NFU Launches Best Practice Guidance For Solar Farms
A new guidance by the NFU showing best practices for solar farms
New guidance compiled by the NFU and published by the BRE National Solar Centre shows how solar farms can be combined with continued agricultural land use for small livestock such as sheep, chickens or geese. Describing recent experience and best practice for the integration of ground-mounted solar PV with conventional agriculture, the guide complements previous publications on planning and biodiversity management for solar farms.
The NFU led a working group to develop this guidance with solar farm developers and the Solar Trade Association under the auspices of the government’s Solar PV Strategy. The agricultural sector and solar industry together have taken the opportunity to lead the debate and secure greater public confidence in multi-purpose use of land.

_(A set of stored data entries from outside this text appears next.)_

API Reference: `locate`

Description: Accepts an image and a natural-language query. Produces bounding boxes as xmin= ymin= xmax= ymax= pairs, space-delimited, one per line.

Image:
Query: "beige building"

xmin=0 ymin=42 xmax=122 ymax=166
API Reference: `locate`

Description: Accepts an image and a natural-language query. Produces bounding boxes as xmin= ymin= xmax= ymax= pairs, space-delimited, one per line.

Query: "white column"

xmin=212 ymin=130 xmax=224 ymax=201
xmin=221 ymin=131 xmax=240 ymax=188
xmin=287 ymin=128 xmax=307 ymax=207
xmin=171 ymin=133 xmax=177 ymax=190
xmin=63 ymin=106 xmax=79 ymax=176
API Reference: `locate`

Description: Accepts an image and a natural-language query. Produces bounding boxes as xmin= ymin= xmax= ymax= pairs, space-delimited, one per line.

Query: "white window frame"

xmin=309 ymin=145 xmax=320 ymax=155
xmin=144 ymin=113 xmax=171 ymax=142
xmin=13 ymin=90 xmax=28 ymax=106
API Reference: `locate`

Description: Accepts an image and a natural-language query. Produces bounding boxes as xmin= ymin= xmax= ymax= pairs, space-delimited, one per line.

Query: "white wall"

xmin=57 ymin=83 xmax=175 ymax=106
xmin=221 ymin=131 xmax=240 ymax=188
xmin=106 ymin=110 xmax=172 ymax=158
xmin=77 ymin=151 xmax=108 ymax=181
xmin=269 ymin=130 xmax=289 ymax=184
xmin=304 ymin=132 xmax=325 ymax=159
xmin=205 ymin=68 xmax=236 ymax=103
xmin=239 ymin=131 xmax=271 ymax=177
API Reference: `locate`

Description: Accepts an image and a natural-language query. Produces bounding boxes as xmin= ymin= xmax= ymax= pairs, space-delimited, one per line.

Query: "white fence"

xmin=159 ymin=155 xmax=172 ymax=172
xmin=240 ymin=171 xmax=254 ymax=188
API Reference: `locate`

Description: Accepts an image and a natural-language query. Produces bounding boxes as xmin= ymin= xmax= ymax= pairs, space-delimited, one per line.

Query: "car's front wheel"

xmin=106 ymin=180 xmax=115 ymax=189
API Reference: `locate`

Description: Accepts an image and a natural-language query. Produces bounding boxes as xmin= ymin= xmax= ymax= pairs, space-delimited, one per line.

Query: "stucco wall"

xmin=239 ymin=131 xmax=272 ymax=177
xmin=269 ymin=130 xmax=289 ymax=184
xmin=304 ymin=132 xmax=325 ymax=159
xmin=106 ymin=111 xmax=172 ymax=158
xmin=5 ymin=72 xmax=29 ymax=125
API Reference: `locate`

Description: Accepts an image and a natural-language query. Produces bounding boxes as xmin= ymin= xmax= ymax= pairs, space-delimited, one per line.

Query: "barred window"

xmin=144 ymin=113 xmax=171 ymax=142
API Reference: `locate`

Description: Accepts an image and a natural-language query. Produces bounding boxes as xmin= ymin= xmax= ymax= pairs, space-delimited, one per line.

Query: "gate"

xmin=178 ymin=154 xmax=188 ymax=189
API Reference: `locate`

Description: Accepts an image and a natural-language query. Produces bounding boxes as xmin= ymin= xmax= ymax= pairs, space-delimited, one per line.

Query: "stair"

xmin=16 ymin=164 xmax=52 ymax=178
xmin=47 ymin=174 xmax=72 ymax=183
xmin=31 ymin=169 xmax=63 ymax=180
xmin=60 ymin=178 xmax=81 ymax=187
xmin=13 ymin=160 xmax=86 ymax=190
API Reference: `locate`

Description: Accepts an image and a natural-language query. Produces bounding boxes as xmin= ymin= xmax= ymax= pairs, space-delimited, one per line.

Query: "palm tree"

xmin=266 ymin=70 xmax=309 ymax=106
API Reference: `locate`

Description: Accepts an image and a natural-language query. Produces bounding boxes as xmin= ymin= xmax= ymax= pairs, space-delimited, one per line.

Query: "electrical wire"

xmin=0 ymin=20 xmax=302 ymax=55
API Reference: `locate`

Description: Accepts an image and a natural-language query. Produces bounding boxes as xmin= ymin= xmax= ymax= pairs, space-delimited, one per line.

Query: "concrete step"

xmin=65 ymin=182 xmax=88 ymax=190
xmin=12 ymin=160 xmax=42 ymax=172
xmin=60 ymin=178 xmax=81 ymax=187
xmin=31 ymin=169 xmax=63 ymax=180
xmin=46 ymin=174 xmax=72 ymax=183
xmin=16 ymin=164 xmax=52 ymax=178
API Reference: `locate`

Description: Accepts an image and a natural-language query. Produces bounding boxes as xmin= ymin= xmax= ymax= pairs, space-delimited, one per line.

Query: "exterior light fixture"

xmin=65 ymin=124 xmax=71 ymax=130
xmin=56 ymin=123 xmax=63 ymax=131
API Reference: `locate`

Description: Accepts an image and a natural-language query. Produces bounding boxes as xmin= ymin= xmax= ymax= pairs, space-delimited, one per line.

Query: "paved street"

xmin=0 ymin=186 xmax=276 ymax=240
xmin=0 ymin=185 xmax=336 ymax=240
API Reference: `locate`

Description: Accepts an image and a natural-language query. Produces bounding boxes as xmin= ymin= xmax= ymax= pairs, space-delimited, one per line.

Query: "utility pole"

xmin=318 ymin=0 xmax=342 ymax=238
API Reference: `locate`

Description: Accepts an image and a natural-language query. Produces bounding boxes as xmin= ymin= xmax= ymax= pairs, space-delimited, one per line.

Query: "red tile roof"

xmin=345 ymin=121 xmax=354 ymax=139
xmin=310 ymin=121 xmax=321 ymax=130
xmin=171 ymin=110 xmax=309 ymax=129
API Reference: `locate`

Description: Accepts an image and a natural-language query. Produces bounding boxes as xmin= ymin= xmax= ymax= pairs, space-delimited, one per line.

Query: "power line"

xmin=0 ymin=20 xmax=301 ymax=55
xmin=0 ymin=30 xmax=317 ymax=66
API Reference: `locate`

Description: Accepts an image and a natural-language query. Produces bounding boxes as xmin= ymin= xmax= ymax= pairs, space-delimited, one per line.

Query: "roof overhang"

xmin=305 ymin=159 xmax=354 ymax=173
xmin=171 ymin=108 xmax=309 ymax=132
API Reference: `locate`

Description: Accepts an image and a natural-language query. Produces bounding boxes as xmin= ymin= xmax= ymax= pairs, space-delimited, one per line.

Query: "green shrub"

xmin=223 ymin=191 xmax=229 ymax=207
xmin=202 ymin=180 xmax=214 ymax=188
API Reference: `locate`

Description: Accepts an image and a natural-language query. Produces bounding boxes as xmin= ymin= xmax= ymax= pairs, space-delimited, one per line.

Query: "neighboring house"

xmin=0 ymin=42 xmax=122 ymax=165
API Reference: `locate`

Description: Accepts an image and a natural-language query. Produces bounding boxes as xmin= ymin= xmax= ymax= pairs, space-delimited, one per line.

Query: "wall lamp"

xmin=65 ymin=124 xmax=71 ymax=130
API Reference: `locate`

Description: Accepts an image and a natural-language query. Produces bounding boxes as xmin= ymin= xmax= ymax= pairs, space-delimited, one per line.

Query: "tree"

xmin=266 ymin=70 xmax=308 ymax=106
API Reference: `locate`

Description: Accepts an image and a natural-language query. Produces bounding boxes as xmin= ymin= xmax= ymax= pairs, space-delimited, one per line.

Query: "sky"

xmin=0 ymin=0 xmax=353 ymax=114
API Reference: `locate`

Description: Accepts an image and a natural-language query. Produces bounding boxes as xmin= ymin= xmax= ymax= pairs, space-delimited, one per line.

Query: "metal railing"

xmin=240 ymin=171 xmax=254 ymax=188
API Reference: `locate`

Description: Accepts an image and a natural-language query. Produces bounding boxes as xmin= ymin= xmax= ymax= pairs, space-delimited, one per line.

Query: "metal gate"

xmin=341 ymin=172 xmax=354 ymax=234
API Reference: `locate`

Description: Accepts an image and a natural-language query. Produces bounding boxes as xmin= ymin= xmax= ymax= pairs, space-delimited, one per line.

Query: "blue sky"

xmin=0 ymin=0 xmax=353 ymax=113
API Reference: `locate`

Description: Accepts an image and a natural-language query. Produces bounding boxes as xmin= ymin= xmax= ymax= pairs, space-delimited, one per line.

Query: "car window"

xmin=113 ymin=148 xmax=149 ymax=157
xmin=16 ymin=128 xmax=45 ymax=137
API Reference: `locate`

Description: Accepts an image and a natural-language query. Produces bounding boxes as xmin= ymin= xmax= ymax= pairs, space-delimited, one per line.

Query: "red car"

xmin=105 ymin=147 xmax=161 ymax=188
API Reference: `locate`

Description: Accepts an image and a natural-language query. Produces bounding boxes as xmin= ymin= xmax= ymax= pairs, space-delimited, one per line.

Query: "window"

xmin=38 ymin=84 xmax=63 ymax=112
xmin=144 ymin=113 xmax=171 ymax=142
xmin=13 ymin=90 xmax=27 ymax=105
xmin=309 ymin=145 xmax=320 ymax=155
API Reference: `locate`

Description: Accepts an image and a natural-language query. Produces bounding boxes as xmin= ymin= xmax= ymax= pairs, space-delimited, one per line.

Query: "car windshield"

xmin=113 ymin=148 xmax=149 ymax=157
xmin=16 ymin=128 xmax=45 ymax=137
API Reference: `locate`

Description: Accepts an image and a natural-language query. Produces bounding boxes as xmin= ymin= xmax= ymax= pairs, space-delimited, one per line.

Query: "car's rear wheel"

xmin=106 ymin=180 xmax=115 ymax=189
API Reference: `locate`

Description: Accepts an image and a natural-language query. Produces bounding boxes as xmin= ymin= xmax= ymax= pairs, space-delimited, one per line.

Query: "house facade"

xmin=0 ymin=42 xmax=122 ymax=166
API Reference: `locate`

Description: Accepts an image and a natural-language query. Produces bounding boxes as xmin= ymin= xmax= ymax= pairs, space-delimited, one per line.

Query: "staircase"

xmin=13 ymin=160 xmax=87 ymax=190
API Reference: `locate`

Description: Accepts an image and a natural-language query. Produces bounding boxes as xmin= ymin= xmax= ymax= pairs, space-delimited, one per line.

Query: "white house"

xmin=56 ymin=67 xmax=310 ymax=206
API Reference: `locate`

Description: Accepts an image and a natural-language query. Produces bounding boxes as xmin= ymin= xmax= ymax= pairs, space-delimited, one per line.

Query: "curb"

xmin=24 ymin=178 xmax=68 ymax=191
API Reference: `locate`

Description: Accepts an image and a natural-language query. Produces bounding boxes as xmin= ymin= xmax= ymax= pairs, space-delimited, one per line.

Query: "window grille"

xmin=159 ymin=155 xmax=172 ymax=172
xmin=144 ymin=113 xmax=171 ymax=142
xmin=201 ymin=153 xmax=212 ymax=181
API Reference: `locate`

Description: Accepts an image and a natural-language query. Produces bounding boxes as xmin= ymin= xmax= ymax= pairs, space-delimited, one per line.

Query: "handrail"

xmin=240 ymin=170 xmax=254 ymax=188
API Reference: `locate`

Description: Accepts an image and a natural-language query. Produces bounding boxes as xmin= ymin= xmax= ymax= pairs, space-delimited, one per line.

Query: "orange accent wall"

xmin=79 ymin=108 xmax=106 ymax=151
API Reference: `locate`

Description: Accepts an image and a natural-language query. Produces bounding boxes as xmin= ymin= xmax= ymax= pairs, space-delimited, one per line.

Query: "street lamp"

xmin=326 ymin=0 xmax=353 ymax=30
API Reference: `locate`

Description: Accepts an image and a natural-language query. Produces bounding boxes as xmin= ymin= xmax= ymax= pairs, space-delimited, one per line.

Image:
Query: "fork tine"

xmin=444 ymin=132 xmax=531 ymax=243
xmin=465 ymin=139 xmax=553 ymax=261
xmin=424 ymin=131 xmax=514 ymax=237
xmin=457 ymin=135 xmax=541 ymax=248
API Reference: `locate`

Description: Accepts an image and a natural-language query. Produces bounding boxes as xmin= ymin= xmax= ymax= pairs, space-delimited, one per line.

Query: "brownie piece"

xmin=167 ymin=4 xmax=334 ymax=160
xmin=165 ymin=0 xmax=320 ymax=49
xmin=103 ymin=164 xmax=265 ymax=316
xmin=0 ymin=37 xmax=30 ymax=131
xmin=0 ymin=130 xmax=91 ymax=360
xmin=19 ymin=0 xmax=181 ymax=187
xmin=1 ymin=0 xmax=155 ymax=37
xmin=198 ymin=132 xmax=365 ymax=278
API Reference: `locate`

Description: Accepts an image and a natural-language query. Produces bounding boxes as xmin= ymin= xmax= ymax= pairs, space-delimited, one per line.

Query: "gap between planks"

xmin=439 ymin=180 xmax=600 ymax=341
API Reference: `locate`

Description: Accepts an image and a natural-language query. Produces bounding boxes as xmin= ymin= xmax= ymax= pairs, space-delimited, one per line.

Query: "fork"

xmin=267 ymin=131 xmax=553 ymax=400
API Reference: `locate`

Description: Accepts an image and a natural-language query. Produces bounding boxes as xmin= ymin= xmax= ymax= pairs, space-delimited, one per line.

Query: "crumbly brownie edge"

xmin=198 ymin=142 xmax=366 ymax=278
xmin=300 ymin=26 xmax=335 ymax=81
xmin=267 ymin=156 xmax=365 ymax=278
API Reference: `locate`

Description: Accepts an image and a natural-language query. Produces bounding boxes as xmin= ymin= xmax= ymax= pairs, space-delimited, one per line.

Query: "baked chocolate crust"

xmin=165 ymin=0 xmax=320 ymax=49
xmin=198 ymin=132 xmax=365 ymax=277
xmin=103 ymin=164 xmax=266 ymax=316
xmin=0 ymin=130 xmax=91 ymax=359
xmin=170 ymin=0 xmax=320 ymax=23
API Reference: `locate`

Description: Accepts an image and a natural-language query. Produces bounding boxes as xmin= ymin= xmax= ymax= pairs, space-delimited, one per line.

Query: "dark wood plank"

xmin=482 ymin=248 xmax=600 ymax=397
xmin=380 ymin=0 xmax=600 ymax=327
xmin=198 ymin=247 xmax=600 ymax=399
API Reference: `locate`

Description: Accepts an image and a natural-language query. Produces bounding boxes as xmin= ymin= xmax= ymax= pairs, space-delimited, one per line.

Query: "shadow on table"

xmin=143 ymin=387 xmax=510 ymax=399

According to NFU Vice President Guy Smith, “It is clear that renewable energy can support profitable farming, underpinning traditional agricultural production with additional returns that make businesses more resilient. This guidance document shows how solar farms can indeed be multifunctional, simultaneously meeting food and energy needs as well as enhancing biodiversity. Only a negligible land take is required to make a major contribution to Britain’s clean energy needs, so the future looks bright for solar grazed lamb and free-range solar chicken.”
Devon sheep farmer Gilbert Churchill, who diversified into solar power last year, hosted the press launch of the ‘Agricultural Good Practice Guidance for Solar Farms’. “Solar is environmentally friendly and gives me a secure regular income”, he added. “It’s a lifeline…that will safeguard the farm’s survival for the future.”
It has been proposed that the presence of livestock, where solar farm agreements maintain the land ‘at the disposal’ of the farmer, could allow the land to eligible for the Basic Payment Scheme from 2015. However Defra is still reviewing the BPS rules and has not yet made a final decision on eligibility of grazed solar farms.
But with a new generation of farms evidently producing both food and energy from the same land, perhaps the ‘solar versus food’ debate is now over?